The Farabee goal was great, and that should have injected some life into them, but instead they immediately gave up a goal against, and then it was all a wash. They had a chance to hit the first intermission with a lead and they just weren’t able to do anything to capitalize there. Alas.

2. Avoiding the hangover

Several of the players mentioned after the game that, coming off a big emotional win like the one they had against the Blues on Wednesday, there can be a bit of a hangover the next day, and it can be tough to get up and bring that same level of intensity, especially if it’s a back to back and travel’s involved. And implicitly, this makes some sense—you expend a lot of energy doing a big thing, and then the next day you feel a bit of drop-off.

Alain Vigneault, though, called bullshit on this—well, he didn’t say the word, but made sure that we all knew that was the word he was going for—explaining that he understood what the players meant from their standpoint, but he didn’t buy into it.

And whether the emotional hangover is real or not, here’s the thing—it can’t be.

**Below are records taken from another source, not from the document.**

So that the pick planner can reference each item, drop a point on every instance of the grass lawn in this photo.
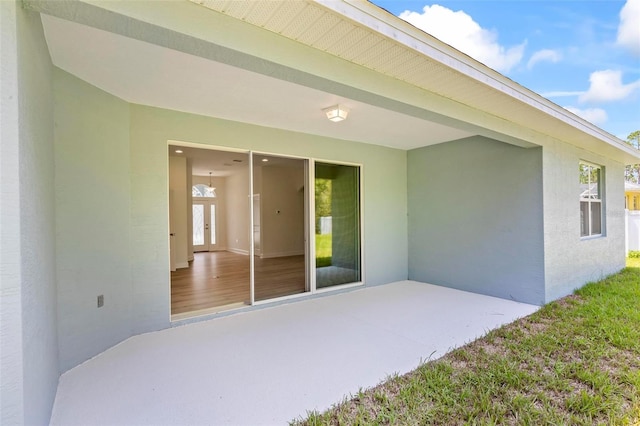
(574, 362)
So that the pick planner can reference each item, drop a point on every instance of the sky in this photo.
(583, 55)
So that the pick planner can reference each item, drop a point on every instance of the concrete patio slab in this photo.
(270, 366)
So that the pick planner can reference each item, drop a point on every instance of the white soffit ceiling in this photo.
(147, 74)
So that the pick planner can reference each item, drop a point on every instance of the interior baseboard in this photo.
(282, 254)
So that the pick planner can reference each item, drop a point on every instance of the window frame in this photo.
(591, 200)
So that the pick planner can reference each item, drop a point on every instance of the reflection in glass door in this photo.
(279, 228)
(337, 224)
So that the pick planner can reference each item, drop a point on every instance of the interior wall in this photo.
(282, 211)
(179, 210)
(93, 226)
(475, 218)
(570, 261)
(189, 210)
(384, 196)
(28, 336)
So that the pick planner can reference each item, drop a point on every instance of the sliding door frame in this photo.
(309, 220)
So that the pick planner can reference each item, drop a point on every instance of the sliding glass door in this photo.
(279, 226)
(337, 224)
(250, 226)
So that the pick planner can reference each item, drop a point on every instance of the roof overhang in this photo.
(306, 55)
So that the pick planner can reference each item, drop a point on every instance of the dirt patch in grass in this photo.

With how tight things are in the East right now, the Flyers can’t afford to be giving away games to teams that, on paper, they should be. So whatever the issue is, it needs fixing, and fast.

The only damn thing I know

Not to pile on here, but I’ve got to say, Robert Hagg’s “fight” last night was pretty brutal. Personal stance on fighting aside, that one was just tough. Not landing a single punch against, respectfully, a child who’s never recorded a fight in his NHL career? Not awesome. Just. Not awesome.